Book: The Last Storyteller

The book: The Last Storyteller, by Diane Noble

The edition: Waterbook Press paperback, with Reader’s Guide, 372 pages

The story: feeling abandoned by her mother, Taite doesn’t want children of her own. When she finds out she’s pregnant, she decides to abort without even telling her boyfriend Sam, who is leaving for a year of medical internship on the other side of the States. While trying to deal with the pregnancy/abortion, she also finds out that her grandmother Victoria suffers from dementia, so Taite takes it on herself to take care of her. In return, Victoria tries to talk Taite out of the abortion and into faith and love, and to do so she resorts to ancient family lore, with a story about a couple in medieval Wales.

My experience with the book & my thoughts: this was the second time I read a book that can be categorized as Christian fiction. The first one (I won’t tell you the author/title) was awful, but I appreciated it for being Christian fiction. This one, it’s a great book, but I was disturbed by its characteristics as Christian fiction.
This is to say that I have issues with Christian fiction; yet maybe this is not the best place to delve on them (I’d have to write a whole post about it, maybe I’ll do that). Anyway, I didn’t even realize I was reading Christian fiction before I was well into the book, so it wasn’t a big drawback either.
That said, I liked this book. I liked the characters, all of them, and the book was a light read, nice and smooth. The story is well constructed (if somewhat stretched on some points) and there is enough suspense to let the author dwell on major themes (like abortion, stem cell research, faith and the mother/daughter relationship) without any fall in the reader’s interest.

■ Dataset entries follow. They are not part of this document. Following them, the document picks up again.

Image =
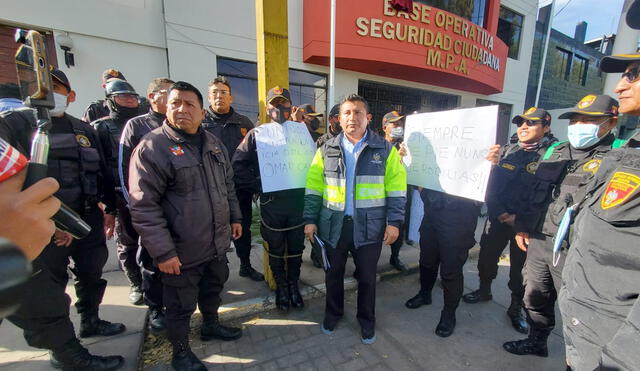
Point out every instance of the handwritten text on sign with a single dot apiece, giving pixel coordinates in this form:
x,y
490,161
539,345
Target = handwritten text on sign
x,y
285,152
447,149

What I liked: the way pregnancy and stem cell research issue were linked together. I think it’s important to consider both aspects, and I also know it’s too easy to overdo things and use emotional levers to bring people on your side of the debate, but here it was well balanced.

What I didn’t like: the medieval adventure. While I usually like books that interweave different storylines set in different times (such as The Gargoyle, People of the Book etc.), in this case there were enough mysteries in the main story that I didn’t see the need for the medieval one. Also Gwynedd’s travels made no sense to me (trying to reach Caer on foot, hoping to get there before the horse-riding army? Actually getting there after much wandering, and still before the army?)

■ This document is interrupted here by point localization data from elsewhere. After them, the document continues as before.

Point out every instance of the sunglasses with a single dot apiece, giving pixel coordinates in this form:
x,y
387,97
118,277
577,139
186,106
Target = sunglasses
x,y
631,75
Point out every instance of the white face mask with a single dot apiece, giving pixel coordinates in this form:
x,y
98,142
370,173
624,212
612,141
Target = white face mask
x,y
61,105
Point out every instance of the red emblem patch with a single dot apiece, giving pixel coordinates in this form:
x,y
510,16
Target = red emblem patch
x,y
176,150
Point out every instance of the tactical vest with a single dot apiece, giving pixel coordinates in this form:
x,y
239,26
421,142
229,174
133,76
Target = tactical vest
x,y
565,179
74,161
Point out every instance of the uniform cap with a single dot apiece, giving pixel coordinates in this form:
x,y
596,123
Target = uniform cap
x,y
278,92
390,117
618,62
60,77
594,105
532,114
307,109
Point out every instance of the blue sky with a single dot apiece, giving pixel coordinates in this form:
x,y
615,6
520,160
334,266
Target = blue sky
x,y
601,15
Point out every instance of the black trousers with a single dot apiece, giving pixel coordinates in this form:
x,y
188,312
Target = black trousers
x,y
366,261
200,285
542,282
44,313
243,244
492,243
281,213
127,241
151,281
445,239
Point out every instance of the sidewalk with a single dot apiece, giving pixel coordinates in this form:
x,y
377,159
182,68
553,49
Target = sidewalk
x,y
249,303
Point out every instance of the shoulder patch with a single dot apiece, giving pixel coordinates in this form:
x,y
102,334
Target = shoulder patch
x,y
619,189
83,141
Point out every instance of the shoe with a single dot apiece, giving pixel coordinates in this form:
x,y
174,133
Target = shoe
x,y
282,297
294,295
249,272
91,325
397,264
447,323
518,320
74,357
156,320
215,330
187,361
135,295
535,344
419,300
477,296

Language & writing: while I found the writing enjoyable as a whole, I do have issues with the ancient-sounding word and turn of phrase thrown in here and there in dialogs from the medieval story. An example:

“Yonder lies my flock.” He nodded to the sheep outside the abbey’s gates.
“And I, sir, am a sheperdess,” the fair girl said, blushing prettily. “My family’s flock lies beyond the mere. ‘Tis a healthy one.” She lifted her chin with pride. “Already good vellum has been made from the hides of last year’s ewes.”

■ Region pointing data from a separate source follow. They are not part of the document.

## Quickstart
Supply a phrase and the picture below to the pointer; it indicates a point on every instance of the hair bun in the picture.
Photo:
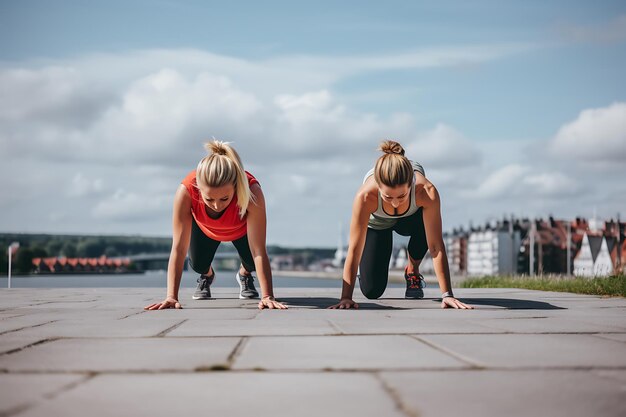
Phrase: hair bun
(390, 147)
(216, 147)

It may be just me (I am not too familiar with the nuances of past English usage), but it made the characters sound like they were playing Middle Ages dress-up, like they were expressively using obsolete words (while the author, I guess, intended them to convey the sense of the time, but to feel right in the characters’ mouths).
Also, I was puzzled when my readers told me that some of the words used, this time in the main storyline, were “dated”. I wonder if the author was trying to convey something by her choice of words, too — likely I missed the right time-frame or something.

Random thought: I’m quite unsatisfied with epilogues, lately. Either they don’t tell you what happened to the characters (see Death and the Devil), or they sound unreal (as here: Taite tells Isabel everything that happened in between, while it is clearly stated that Isabel already knows…).

Read this if: if you like Christian fiction, this is a great choice. Also, if you want a novel with plenty of food for thought.